|Public Airs Views on Pot Shops||| Print ||
|Thursday, 14 February 2013 14:01|
By Amy Sylvestri
San Leandro Times
A standing-room-only crowd gathered at the Senior Community Center Tuesday night to discuss the possibility of medical marijuana dispensaries coming to San Leandro.
Over 40 speakers shared their thoughts, and the crowd was pretty evenly spilt between those in favor of allowing the pot shops under strict guidelines and those that didn’t want them in town.
Since medical marijuana was legalized in California, the city has had a series of temporary moratoriums on dispensaries within the city. But last summer, a lawsuit against the county of Los Angeles prevented outright banning dispensaries. That made the city attorney recommend that San Leandro make rules about the dispensaries rather than risk being sued.
Assistant City Attorney Richard Pio Roda outlined the ordinance that the city is considering. It would allow for two dispensaries in San Leandro, which could sell pot and marijuana edibles to those with prescriptions.

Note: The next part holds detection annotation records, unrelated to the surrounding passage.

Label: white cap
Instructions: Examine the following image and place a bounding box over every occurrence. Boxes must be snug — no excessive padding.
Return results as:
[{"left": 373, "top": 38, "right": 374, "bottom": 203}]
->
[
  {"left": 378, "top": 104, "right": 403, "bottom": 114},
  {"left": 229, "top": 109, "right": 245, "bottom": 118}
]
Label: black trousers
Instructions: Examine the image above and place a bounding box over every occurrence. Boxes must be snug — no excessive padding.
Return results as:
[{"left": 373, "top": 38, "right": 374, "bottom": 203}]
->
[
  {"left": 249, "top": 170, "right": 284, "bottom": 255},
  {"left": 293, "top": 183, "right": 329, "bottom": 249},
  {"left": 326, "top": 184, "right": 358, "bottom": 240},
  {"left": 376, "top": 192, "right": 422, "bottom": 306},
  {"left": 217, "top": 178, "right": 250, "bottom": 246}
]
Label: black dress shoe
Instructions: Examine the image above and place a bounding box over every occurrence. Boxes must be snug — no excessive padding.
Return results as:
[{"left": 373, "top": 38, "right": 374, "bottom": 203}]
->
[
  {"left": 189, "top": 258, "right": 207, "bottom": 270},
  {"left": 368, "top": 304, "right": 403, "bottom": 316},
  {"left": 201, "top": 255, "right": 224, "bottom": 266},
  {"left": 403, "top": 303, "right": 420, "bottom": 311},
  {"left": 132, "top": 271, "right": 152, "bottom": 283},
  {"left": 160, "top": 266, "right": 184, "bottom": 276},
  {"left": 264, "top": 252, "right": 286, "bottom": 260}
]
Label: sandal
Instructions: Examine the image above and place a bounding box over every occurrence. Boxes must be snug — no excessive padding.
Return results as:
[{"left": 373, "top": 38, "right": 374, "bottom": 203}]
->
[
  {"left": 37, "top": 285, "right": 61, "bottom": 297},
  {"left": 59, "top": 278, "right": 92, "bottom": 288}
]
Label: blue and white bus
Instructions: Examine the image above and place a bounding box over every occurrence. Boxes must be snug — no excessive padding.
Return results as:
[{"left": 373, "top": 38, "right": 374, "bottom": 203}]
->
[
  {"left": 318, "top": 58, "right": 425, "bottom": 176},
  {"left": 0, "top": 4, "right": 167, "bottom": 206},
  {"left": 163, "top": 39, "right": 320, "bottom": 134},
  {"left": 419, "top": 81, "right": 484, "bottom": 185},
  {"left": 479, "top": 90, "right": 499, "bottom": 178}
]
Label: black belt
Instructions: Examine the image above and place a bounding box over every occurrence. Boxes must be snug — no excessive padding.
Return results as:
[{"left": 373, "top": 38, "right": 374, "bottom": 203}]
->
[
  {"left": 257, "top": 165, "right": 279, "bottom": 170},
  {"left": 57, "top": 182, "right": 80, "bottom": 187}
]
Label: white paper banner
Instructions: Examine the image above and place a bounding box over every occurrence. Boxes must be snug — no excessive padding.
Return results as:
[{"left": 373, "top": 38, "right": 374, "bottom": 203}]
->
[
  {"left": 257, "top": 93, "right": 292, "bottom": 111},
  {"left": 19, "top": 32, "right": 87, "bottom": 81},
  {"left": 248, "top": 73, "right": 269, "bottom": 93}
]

The dispensaries could operate between the hours of 9 a.m. and 7 p.m. and only be in commercial areas at least 1,000 feet away from the other dispensary, schools, libraries, and parks and 500 feet away from any residence. The acceptable sites were largely in the industrial area.
Police Chief Sandra Spagnoli said that medical marijuana facilities have been linked to higher crime rates in other cities. She said the Black Friday 2011 shooting at the Hesperian Walmart was related to marijuana and that fires often occur at marijuana growing facilities.
One speaker pointed out that the crimes Spagnoli mentioned were result of illegal marijuana and that accessible medical marijuana could prevent those crimes. He also said there are reports such as the RAND report that refute the statistics Spagnoli shared.
A contingency from the Heritage Baptist Church all took turns speaking out against allowing the dispensaries, including pastor Alan Fong, who said it would negatively impact people’s opinions of the city.
Alan Wang asked how the city hopes to attract tech businesses with dispensaries in town and said the facilities would take up city resources like police patrols.
Another member of the church said that people come to San Leandro for “hope not dope.”
The meeting was a public forum, so the City Council didn’t take a vote, but did offer comment. Councilman Jim Prola said the bans the city has been operating under don’t work. Mayor Stephen Cassidy said he was in favor of adopting the proposed ordinance.
Other public speakers in favor of allowing the dispensaries were individuals including a man whose 92-year-old ailing mother benefited from medical marijuana cookies, a veteran who uses medical marijuana to combat post traumatic stress disorder, and a retired parole officer who said alcohol had a much more negative effect on her clients.
“I’ve never seen someone smoke pot and go out and try to get into a fight,” said Janet Jones. “They tend to stay home and just kick back.”
Speaker and union representative Dan Rush told the City Council “every drug dealer in town wants to see you have a ban” as legal pot would cut into their business.
“A regulated, transparent industry makes San Leandro safer and makes safe access for patents a reality,” said Rush. “A ban doesn’t mean the removal of marijuana, it means it moves it to the shadows.”